The coalition brought a Section 1983 action in the District Court for the Western District of Pennsylvania alleging that their right to free speech was violated. After a bench trial, the district court found that Port Authority’s rejection of the advertisement constituted viewpoint discrimination. Port Authority appealed to the Third Circuit.
Because of the bench trial, the Third Circuit applied a clear error standard of review to the district court’s factual determination of viewpoint discrimination.
The Court explained that viewpoint discrimination occurs when the government suppresses speech based on the particular views or ideology of the speakers.
The Court noted that Port Authority’s explanation that it rejected the advertisement because of its noncommercial character is viewpoint neutral. But the Court added that the government rarely admits to engaging in viewpoint discrimination, so the explanation alone was not sufficient because it may be a cover-up.
Comparing the coalition’s advertisement with noncommercial, rights-education advertisements that Port Authority had previously accepted despite its written policy, the Court found that the suspicion of viewpoint discrimination was reinforced.
Although Port Authority pointed to an instance in which it rejected a similar noncommercial advertisement from the League of Women Voters, the Court concluded:
As between evidence that a decisionmaker acted at odds with a nondiscriminatory rationale and evidence that the decisionmaker acted consistently with the rationale, the former is often stronger proof of discrimination than the latter is of nondiscrimination.

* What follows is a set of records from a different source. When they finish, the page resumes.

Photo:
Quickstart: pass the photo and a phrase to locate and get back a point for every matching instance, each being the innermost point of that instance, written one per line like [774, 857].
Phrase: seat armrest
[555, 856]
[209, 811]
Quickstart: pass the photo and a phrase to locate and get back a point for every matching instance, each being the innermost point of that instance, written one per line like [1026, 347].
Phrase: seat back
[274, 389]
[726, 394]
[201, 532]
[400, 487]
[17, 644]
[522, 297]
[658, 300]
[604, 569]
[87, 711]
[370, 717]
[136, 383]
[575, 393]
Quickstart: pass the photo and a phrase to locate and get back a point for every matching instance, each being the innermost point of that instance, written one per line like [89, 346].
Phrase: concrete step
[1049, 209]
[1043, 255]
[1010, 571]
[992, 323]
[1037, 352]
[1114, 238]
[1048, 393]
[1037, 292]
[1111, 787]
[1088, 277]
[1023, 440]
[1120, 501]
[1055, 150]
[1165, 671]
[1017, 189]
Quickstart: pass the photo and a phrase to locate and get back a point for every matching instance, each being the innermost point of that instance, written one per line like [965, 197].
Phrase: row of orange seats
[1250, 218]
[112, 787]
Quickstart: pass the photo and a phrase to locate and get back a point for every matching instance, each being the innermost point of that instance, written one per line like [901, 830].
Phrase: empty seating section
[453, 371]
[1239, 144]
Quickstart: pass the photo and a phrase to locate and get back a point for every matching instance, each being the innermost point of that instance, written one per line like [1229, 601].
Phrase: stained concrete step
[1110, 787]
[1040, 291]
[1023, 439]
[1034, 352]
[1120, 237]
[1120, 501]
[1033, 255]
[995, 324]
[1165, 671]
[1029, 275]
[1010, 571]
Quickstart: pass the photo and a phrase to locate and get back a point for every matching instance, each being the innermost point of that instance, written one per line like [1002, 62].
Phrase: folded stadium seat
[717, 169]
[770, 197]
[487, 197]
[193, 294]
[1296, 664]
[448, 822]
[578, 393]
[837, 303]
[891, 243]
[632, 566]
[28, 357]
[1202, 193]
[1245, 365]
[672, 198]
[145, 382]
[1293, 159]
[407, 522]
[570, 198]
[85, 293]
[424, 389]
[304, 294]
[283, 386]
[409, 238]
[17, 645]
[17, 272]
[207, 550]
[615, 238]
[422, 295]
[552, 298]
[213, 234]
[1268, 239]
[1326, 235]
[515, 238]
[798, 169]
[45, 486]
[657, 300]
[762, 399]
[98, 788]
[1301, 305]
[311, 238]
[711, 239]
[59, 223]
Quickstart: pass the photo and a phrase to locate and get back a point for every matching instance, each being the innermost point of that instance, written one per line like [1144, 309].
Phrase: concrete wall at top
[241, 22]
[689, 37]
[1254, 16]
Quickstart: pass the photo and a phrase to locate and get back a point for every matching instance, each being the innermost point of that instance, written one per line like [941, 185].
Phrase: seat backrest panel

Finding no error in the district court’s determination that viewpoint discrimination was present, the Third Circuit affirmed and explained the implications of its decision:
[W]e do not suggest that the Port Authority must accept all noncommercial, rights-education advertisements going forward. We hold only that the facts of this case indicate viewpoint discrimination, and that the coalition is therefore entitled to relief. If the Port Authority were to develop more precisely phrased written guidance on the ads for which it will sell advertising space and apply the guidance in a neutral and consistent manner, it may, in the future, be able to reject ads like the one at issue in this appeal.